McIntosh Reserve Park is located 35 miles southwest of Atlanta along the Chattahoochee River and can be reached via U.S. Alt. 27 from Carrollton or Newnan and GA Hwy. 5 from Douglasville. Direct access to the park is provided by a county-maintained road that connects with GA 5 two miles west of Whitesburg, Ga.
About McIntosh Reserve
“This massacre is only the signal for a ferocious Indian war, bursting upon us like a thunderbolt.”
So wrote President John Adams in his diary on May 16, 1825, after learning of the murder of Chief William McIntosh. McIntosh was the son of a Scottish captain in the British Army and a full-blooded Creek Indian woman belonging to the influential Wind Clan. He ultimately became a chief aligned with the lower Creek faction and operated a backwoods plantation, tavern and ferry on the Chattahoochee River.
The Indian War Adams feared did not immediately materialize, but the controversy surrounding the death of McIntosh during the period of removal of the Creeks and Cherokees from Georgia created a crisis between the federal government and the state of Georgia.
In 1978, Carroll County acquired 527 acres of land adjacent to the Chattahoochee River. Included in this parkland is the site of McIntosh’s plantation, known as Lochau Talofau, or Acorn Bluff. It was here on the morning of May 1, 1825, that Upper Creek Indian warriors, under the command of Menawa, a Redstick who had fought against McIntosh and Jackson at the Battle of Horseshoe Bend, carried out the Creek National Council’s orders of “Fire and Blood.” They killed McIntosh and another chief, burned the plantation, destroyed what stock they could not carry off, but spared the lives of all women and children and one white man.
Today, visitors to the site can camp, hike and picnic on the ground where two diverse cultures collided, causing the death of an important historic figure. Displays and signs within the park help the public understand this violent period in our history.
McIntosh Reserve was developed as parkland by Carroll County in order to provide for the public enjoyment of this site’s natural and cultural resources, while at the same time ensuring the preservation of these resources. The park combines recreation activities, preservation of cultural heritage, public education, fish and wildlife management and conservation of the Chattahoochee River Corridor.

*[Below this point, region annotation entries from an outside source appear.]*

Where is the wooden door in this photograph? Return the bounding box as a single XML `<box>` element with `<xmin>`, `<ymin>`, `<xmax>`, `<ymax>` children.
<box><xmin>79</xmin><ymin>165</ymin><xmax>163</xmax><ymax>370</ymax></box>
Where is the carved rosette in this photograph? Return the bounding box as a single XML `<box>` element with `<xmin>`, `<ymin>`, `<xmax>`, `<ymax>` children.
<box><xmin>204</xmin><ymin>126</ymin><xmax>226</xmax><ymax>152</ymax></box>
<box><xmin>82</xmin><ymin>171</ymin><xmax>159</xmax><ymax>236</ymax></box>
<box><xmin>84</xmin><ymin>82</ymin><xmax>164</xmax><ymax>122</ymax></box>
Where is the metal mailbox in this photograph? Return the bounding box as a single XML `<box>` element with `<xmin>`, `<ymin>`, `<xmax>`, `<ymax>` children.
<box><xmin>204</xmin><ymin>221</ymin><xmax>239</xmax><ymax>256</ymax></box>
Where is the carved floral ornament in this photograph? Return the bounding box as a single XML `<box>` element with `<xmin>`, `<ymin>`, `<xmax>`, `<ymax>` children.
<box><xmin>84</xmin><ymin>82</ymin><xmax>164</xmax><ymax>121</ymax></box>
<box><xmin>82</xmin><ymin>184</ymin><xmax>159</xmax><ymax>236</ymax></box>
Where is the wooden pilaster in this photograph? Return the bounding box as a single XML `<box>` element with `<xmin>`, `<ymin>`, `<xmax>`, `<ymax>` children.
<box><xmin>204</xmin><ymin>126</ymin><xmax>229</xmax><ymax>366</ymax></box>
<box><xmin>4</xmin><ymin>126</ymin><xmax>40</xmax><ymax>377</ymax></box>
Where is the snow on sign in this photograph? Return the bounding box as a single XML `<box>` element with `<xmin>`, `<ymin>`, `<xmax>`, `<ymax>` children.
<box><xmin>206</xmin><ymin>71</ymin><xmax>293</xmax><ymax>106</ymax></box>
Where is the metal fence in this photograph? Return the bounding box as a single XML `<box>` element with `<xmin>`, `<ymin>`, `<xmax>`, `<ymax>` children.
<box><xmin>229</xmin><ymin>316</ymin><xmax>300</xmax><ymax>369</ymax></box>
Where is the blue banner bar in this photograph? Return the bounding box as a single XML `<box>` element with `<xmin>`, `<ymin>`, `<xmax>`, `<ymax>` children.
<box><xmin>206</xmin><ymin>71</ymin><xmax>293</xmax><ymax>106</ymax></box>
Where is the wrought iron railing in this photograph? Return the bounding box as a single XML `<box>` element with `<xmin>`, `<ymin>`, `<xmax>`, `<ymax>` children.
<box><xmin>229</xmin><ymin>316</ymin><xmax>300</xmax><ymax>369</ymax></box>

This project has been assisted in part by a Land and Water Conservation Grant, Heritage Conservation and Recreation Service, U.S. Department of Interior.
Chief William McIntosh
Chief William McIntosh, Jr. was born the son of a Scottish Captain in the British Tory Army around the time of the American Revolutionary War and a native Creek Indian woman belonging to the influential Wind Clan of the Creek Nation. During his lifetime the Chief would be directly and indirectly involved in many treaties negotiated on behalf of the State of Georgia, the U.S. Government, and the Creek Nation, as well as military engagements brought about in some cases as a result of those associations.
At one of these treaty negotiations, he made a trip to Washington, D.C., where he met and talked with then President Thomas Jefferson on behalf of the Creek Nation while standing in for an ailing Speaker of the Creeks. He made a favorable impression on Jefferson and helped to further the view that he was well versed in the politics of both worlds, native and non-native.
During the Creek Indian War of 1813-14, McIntosh distinguished himself under the command of another future President , Andrew Jackson, at the pivotal battle of Horseshoe Bend in what is now Alabama. McIntosh was not only well connected at the National level of U.S. society; near the end of his life, his Paternal cousin, George Troup had been elected Governor of the State of Georgia on the platform of removing all Native Americans from the same. He showed little concern for the effects this policy may have on Chief McIntosh and unfortunately for the Chief, as his reputation grew in both societies he became more entangled in the National and State of Georgia policies of the day concerning the eventual removal of all native peoples from the southeastern United States.
Ultimately Chief William McIntosh, Jr. lost his life due in part to his prominent positions in both societies.